Eine so genannte „unverantwortliche“ Haltung wird von jemandem eingenommen, der die Befriedigung seiner Bedürfnisse und die Lösung seiner Probleme einem anderen oder einem ungewissen Schicksal überlässt, auch wenn ihm dies nicht bewusst ist.

Eine „überverantwortliche“ Haltung wird von jemandem eingenommen, der danach strebt, anderen die Verantwortung für die Befriedigung ihrer Bedürfnisse und die Lösung ihrer Probleme abzunehmen, auch wenn diese durchaus fähig wären, für sich selbst zu sorgen.
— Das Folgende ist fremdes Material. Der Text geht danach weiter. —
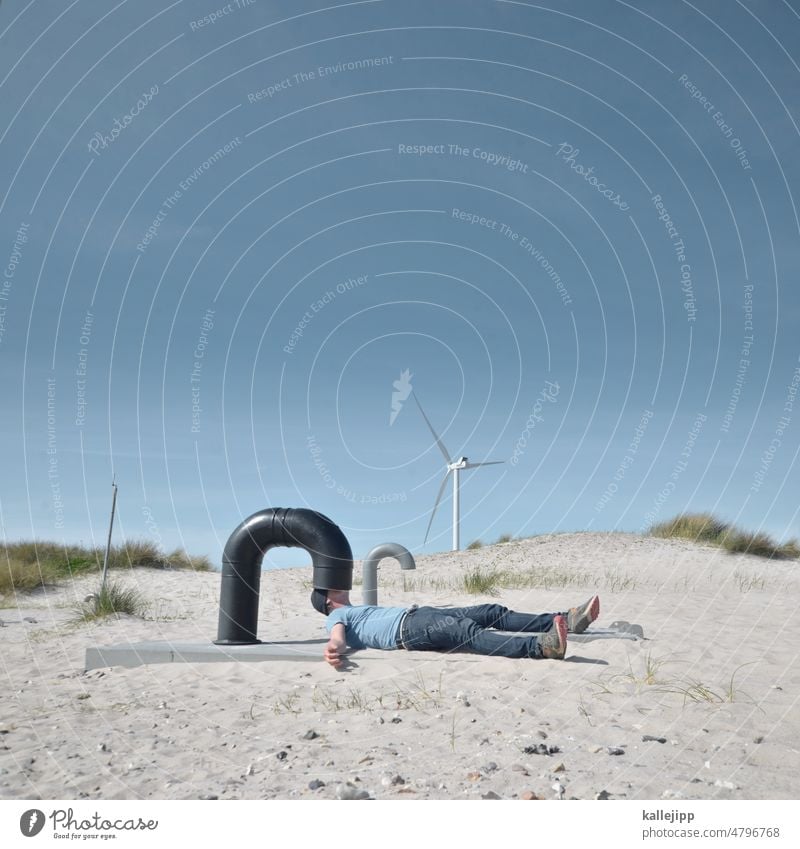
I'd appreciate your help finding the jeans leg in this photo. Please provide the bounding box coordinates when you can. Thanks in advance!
[443,604,557,634]
[406,605,542,657]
Diese Haltung braucht dem Betreffenden nicht bewusst zu sein.

Eine Symbiose besteht somit dann, wenn zwei Menschen, mit im oben beschriebenen Sinn gegensätzlicher Haltung, in eine Beziehung / Transaktion verstrickt sind, sei es am Arbeitsplatz als Mitarbeiter, sei es als Freunde oder sei es als Lebenspartner. Der „unverantwortliche“ Partner pflegt sich im entsprechenden Bereich, manchmal aber auch im Leben ganz allgemein, dem Bezugsrahmen des „überverantwortlichen“ Partners zu unterwerfen. Man könnte die Symbiose auch als ein Verhältnis umschrieben, bei dem 2 oder mehr Individuen sich so verhalten, wie wenn sie zusammen 1 ganze Person wären, wobei keine der beteiligten Personen alle seine Ich-Zustände aktiviert.

Derjenige, der die Verantwortung für den oder die anderen übernimmt, aktiviert innerhalb dieser Beziehung nur sein Eltern-ICH und sein Erwachsenen-ICH und schließt sein Kind-ICH aus; diejenigen, die sich betreuen lassen, werden in einer solchen Beziehung nur ihr Kind-ICH aktivieren und die beiden anderen ICH-Zustände ausblenden. Zusammen aktivierten sie also innerhalb ihrer Beziehung, wie sonst eine Person allein, nur 3 Ich-Zustände.